Professor Klausen joined the faculty at Johns Hopkins University (JHU) in July 2013. Prior to JHU, she earned her doctorate at Harvard University, and completed post-doctoral work at Columbia University.

Professor Caroline Saouma

Professor Caroline Saouma
Department of Chemistry
University of Utah
Host: Professor Connie Lu

Abstract

Thermodynamic and mechanistic studies of CO2 reduction catalysts

The increase in global energy demands, coupled with growing environmental concerns, necessitates the development of viable technologies to store solar energy. Towards this end, my group is focused on developing efficient catalysts that convert CO2 to CO, methanol or formic acid. My talk will first describe our mechanistic studies on known CO2 hydrogenation catalysts, whereby mechanistic insight is gleaned through thermochemical studies, and allows for tuning the product selectivity. We also have uncovered a unique mechanism for CO2 hydrogenation, whereby CO2 must first bind to the ligand before subsequent reduction occurs. I will then discuss how we have used the same thermochemical approach to study the mechanism of electrocatalytic CO2 reduction in a combined carbon capture & reduction system. Finally, I will present a novel ligand scaffold that, when put on Co, allows for both the hydrogenation of CO2 to formate and the electrochemical reduction of CO2 to formate; this is unique in that no H2 is produced electrocatalytically. The collective work underscores the importance of the effective hydricity as a parameter of interest and in using thermochemical parameters to rationalize and uncover alternative mechanisms. The studies presented are contextualized in developing an understanding of how to rationally design energy-efficient CO2 reduction catalysts.

Professor Saouma

Caroline Saouma was born in Pittsburgh, PA, and grew up between Boulder, CO, and Lausanne, Switzerland. After visiting National Institute of Standards and Technology as a second grader, she was hooked on science.

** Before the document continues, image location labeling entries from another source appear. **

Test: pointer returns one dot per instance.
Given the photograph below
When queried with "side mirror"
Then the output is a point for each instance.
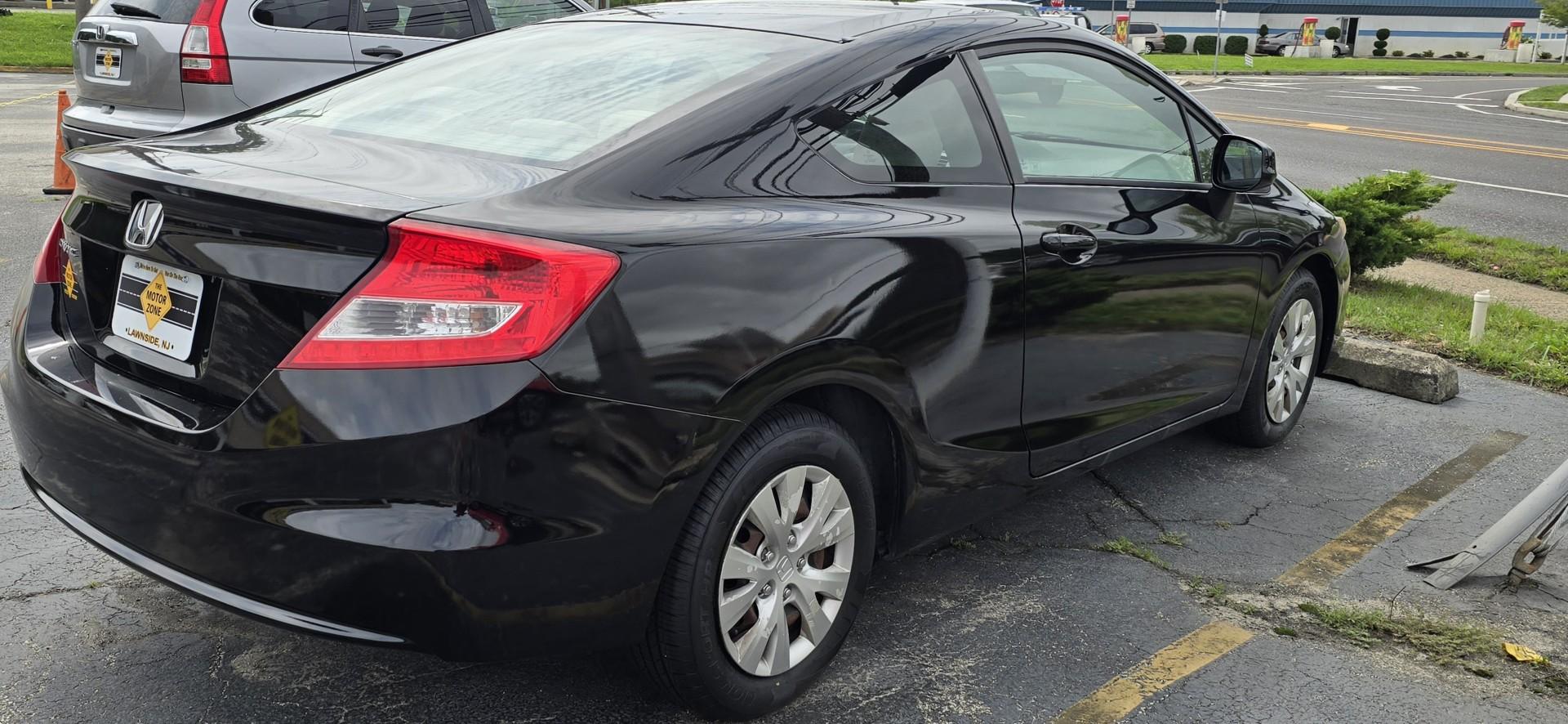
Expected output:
(1242, 165)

She went to the Massachusetts Institute of Technology to complete her bachelor’s degree (chemistry, 2005), where she did research with Steve Lippard on developing cisplatin analogues that target specific malignancies. She then went to Caltech to complete her doctorate under the supervision of Jonas Peters, where she investigated iron-mediated reductions of CO2 and N2. Her postdoctoral work with Jim Mayer focused on Proton-Coupled Electron Transfer (PCET) reactions of synthetic FeS clusters and MOFs. She joined the faculty at the University of Utah as an assistant professor in 2014, where her research is focused on mechanistic studies and catalyst design for CO2 reduction. She is the recipient of the National Science Foundation CAREER (2020) and is a Chemical Communications Emerging Investigator (2020). Outside of chemistry, she is an avid athlete; as a graduate student she was training to row with the US national team, and she now enjoys cross country skiing and road biking.

Research 

Professor Saouma's research program is focused on developing a fundamental understanding of transition-metal mediated small molecule activation, as it pertains to energy conversion and green synthetic applications. Using motifs found in Nature, researchers in her lab design and develop transition metal complexes that will allow them to test ideas on how to selectively achieve complex multi-e–/multi-H+ chemical transformations at low over-potentials. Topics of current interest include (i) activation of O2 for fuel cell and synthetic applications, and (ii) electrocatalytic COfixation and CO2 reduction to methanol. Detailed reactivity and mechanistic studies will be combined with a wealth of data from spectroscopic and structural techniques to provide insights to these transformations, which will allow for the rational design of functional catalysts.